All I’m saying is that ending up lonely in your late 40s and 50s is a result of choices you made when you were young. Most people are not completely cold and heartless, so if you see someone wasting away in a home or spending their days lonely with no visitors, then they probably did something to earn that. There will always be a big hearted person willing to forgive but even they get tired. It costs nothing to be nice to your loved ones. If you decide you don’t want to be a father, stand in that and don’t come back on your death bed or in old age wanting forgiveness or a relationship. You chose to walk away. Stay away. The children you did nothing for, except give sperm, don’t owe you a thing when you’re old and lonely.

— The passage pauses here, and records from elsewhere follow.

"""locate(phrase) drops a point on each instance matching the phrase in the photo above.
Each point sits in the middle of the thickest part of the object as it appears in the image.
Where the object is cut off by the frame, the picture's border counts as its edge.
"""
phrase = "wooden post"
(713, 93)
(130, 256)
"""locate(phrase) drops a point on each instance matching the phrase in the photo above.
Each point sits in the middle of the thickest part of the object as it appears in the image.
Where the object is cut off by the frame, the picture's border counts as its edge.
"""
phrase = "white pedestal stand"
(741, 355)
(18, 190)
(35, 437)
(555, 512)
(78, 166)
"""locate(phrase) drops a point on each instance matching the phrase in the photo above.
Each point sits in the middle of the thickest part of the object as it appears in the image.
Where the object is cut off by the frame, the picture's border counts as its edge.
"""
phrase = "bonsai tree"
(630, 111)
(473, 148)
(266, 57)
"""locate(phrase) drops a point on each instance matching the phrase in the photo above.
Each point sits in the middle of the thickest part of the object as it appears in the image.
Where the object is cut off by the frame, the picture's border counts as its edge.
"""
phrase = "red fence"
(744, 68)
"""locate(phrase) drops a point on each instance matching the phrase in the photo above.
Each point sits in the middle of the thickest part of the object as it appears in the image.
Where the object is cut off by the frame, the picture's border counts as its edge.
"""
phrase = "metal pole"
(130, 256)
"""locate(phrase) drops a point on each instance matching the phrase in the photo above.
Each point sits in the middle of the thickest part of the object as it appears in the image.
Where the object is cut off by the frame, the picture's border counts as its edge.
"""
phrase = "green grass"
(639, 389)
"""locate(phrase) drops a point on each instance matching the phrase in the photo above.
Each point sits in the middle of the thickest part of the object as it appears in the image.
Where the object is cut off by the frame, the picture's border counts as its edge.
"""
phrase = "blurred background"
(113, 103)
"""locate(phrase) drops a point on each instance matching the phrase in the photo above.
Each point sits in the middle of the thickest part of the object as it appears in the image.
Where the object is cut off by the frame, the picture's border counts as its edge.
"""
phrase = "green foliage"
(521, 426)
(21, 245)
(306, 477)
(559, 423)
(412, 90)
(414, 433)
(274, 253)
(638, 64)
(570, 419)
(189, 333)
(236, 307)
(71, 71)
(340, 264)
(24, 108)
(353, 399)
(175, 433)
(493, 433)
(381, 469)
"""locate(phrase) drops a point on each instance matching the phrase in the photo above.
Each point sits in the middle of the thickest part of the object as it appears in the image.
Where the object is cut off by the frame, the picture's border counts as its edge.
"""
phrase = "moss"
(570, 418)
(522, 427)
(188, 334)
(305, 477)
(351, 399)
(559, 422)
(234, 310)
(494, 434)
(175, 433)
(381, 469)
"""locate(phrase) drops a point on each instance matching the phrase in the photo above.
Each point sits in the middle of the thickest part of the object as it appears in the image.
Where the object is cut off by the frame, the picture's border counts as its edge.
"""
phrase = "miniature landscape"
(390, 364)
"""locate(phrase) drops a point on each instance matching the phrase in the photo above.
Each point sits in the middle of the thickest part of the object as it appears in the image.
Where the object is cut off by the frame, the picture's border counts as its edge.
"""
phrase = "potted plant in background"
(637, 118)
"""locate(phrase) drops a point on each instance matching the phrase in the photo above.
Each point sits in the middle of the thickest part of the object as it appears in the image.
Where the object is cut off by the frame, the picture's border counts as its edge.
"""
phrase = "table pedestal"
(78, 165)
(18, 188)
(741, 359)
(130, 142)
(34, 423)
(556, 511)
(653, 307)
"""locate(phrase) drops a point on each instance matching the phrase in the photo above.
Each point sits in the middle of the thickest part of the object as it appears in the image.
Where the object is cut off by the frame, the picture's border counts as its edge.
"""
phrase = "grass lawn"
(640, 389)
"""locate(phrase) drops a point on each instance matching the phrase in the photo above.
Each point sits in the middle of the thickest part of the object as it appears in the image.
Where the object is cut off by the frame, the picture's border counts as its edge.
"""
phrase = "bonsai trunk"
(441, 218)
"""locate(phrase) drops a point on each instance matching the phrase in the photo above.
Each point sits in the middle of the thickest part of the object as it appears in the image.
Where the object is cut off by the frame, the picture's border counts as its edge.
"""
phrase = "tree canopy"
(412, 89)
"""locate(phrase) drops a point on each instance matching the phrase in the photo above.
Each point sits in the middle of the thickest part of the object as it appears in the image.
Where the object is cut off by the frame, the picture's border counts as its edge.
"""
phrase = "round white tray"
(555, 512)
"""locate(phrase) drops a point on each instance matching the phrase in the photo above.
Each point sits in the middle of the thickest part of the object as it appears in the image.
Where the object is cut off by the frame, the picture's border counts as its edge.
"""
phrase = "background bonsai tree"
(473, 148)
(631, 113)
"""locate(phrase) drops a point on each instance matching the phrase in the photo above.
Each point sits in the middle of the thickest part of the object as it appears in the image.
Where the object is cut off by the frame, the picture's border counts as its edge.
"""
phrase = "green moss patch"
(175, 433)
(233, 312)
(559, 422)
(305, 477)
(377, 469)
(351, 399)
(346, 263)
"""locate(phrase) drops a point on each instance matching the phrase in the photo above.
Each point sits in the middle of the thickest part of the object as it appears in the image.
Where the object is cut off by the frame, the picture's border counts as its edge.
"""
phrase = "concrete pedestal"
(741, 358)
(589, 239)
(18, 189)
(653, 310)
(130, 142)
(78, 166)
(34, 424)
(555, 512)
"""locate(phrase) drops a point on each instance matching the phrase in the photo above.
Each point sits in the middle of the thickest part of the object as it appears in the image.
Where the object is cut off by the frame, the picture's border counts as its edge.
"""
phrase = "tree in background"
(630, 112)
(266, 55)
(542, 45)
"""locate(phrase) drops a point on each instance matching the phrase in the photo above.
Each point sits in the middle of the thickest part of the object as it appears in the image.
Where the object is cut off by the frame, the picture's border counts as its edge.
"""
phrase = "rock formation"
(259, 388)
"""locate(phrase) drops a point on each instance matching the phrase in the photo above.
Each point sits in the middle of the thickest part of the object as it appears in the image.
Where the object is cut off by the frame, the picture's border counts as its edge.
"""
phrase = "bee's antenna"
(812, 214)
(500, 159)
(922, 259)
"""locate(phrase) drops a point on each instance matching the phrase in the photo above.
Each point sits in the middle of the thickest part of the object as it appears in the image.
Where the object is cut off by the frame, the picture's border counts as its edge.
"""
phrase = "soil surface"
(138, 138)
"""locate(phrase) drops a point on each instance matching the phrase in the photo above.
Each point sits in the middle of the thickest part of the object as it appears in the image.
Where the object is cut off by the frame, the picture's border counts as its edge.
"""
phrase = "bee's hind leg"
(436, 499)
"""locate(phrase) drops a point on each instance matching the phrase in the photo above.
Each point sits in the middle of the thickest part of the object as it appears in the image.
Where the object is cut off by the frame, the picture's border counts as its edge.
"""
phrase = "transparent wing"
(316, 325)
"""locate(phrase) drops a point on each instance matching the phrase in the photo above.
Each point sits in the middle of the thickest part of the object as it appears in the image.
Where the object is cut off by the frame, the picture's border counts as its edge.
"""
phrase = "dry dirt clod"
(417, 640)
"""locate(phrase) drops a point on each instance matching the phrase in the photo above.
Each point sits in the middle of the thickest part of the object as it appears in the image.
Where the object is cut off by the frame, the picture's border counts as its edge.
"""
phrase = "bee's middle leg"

You made your choice. Do people change? Yes but only with a lot of hard work, self realization, awareness, and accountability. Changing because you want something is not change. Instead of blaming women and trying to shut down anyone who speaks on it, truly change the narrative by being a better person, if you have a girl you are stringing along, either do right by her or let her go and if you haven’t seen your kids, rebuild that relationship and truly apologize. People are willing to forgive when they feel it’s sincere.